Buscando dar con el propio para acabar con mi estado #ForeverAlone, hice un sinnúmero de llamadas a chamanes, brujos y espiritistas que aparecían en los clasificados. En todos los casos contestaban ellos directamente y me garantizaban, con un sermón pre elaborado en el que se evocaban santos y demonios, que su magia si podría traer el amor verdadero a mi puerta. Así todo sonaba perfecto, hasta que les preguntaba por el costo de sus servicios, a lo que ellos respondían con cifras exorbitantes que iban de los tres a los nueve millones de pesos. En vista de que ciertamente el amor cuesta caro, estuve a punto de desistir en mi búsqueda, hasta que Aurita, la señora que sirve en mi casa, me comentó que ella conocía una mujer muy famosa y efectiva que realizaba este tipo de trabajos en su barrio, ubicado en la localidad Rafael Uribe Uribe del sur de Bogotá. Me dio su número, la llamé, me dijo que cobraba desde noventa mil pesos en adelante y concretamos una cita para el día siguiente en su oficina, a la que ella se refería como “El Templo”.

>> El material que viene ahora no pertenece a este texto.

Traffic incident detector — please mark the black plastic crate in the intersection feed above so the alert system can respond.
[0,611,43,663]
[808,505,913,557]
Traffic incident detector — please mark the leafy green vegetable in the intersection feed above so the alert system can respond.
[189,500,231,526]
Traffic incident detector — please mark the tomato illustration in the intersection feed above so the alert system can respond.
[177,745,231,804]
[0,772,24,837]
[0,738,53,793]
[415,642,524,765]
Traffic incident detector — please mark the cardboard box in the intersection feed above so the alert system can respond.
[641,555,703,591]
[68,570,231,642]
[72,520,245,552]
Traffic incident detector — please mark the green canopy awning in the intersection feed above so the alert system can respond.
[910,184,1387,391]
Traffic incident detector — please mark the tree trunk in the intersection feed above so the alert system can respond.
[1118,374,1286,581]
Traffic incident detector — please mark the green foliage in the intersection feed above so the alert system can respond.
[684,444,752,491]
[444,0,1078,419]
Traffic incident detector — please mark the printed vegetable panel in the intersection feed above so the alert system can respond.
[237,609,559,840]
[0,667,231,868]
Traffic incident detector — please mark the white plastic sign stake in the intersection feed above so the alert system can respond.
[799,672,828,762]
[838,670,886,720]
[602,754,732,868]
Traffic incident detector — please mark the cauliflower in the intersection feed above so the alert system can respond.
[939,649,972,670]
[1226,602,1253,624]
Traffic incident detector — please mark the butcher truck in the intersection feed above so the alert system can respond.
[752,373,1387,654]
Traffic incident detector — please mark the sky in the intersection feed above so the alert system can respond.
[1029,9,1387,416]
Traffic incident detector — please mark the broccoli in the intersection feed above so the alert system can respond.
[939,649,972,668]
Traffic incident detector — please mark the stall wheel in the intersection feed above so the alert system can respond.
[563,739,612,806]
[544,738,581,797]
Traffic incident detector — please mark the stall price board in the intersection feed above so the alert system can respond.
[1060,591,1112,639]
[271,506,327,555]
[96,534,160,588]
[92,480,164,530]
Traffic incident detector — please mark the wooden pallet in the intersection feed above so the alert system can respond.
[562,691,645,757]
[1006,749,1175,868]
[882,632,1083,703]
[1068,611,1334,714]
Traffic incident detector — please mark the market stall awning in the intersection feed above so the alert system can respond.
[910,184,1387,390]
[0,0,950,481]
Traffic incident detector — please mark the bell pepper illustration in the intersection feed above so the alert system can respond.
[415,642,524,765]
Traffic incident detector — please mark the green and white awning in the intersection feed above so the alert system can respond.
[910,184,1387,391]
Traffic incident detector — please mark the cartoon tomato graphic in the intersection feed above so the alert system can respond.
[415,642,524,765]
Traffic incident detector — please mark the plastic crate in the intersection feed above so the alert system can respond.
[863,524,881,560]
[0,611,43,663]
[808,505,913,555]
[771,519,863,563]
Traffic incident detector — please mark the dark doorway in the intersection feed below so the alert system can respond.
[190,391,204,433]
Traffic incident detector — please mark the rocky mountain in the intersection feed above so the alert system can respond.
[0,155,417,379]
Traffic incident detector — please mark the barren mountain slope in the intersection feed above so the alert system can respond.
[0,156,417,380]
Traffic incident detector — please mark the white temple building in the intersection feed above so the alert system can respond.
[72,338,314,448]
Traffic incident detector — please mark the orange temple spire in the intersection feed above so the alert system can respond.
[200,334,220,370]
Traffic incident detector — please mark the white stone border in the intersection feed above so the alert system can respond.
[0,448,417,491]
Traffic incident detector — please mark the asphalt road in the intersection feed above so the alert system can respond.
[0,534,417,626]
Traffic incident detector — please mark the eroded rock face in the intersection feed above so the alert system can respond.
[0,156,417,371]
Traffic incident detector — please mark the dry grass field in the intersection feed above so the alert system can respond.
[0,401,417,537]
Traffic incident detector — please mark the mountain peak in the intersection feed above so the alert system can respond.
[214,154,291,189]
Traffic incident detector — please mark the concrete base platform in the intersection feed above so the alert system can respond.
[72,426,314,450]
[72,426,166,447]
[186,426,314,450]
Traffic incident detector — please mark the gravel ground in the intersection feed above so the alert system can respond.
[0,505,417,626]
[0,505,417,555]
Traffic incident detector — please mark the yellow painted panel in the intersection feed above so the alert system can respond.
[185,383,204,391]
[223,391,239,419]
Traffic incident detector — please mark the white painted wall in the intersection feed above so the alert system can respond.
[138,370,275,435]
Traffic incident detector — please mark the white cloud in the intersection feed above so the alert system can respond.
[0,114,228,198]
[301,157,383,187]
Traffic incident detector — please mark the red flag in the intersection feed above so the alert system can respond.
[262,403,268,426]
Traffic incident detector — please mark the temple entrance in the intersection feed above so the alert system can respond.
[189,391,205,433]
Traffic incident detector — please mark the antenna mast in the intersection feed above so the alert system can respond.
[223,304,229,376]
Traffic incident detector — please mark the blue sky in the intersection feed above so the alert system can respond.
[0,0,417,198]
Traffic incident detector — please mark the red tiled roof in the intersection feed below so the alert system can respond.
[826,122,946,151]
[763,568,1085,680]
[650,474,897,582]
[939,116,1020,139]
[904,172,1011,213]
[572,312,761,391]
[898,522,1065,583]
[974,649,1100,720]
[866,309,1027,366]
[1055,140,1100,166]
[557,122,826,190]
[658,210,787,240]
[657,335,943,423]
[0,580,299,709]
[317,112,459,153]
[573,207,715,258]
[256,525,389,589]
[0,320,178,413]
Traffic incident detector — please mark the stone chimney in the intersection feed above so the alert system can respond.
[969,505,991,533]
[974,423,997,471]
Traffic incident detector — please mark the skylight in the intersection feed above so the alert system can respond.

Hoy es el día acordado. Quedé con la bruja de llegar al lugar a las 10:00 de la mañana, por lo que salgo de mi casa junto con Aurita una hora y media antes. Mientras vamos en el carro, mi acompañante, quien es fiel creyente de los rezos de esta señora, me da una serie de tips para evitarme maleficios a raíz de la visita. Me dice que por ningún motivo le diga “bruja” en su presencia (como he hecho todo el tiempo desde que me enteré de ella), que más bien la llame “Hermana” o Luz Marina. También me recomienda ingresar al templo con alguna joya de plata puesta para evitar que se me peguen espíritus. No tengo nada de este metal a la mano, por lo que tendré que arriesgarme. Por último, me cuenta que su sobrina se había realizado varios de estos trabajos para recuperar al novio, quien después de dejarla embarazada y tratar de hacerla abortar a golpes, desapareció y nadie lo volvió a ver hasta cuando el niño ya tenía dos años y la joven había gastado casi trece salarios en estos... amarres. Para Aurita, el caso de la sobrina es un claro testimonio de fe, para mí sólo una prueba de lo tontas que podemos a llegar a ser las mujeres.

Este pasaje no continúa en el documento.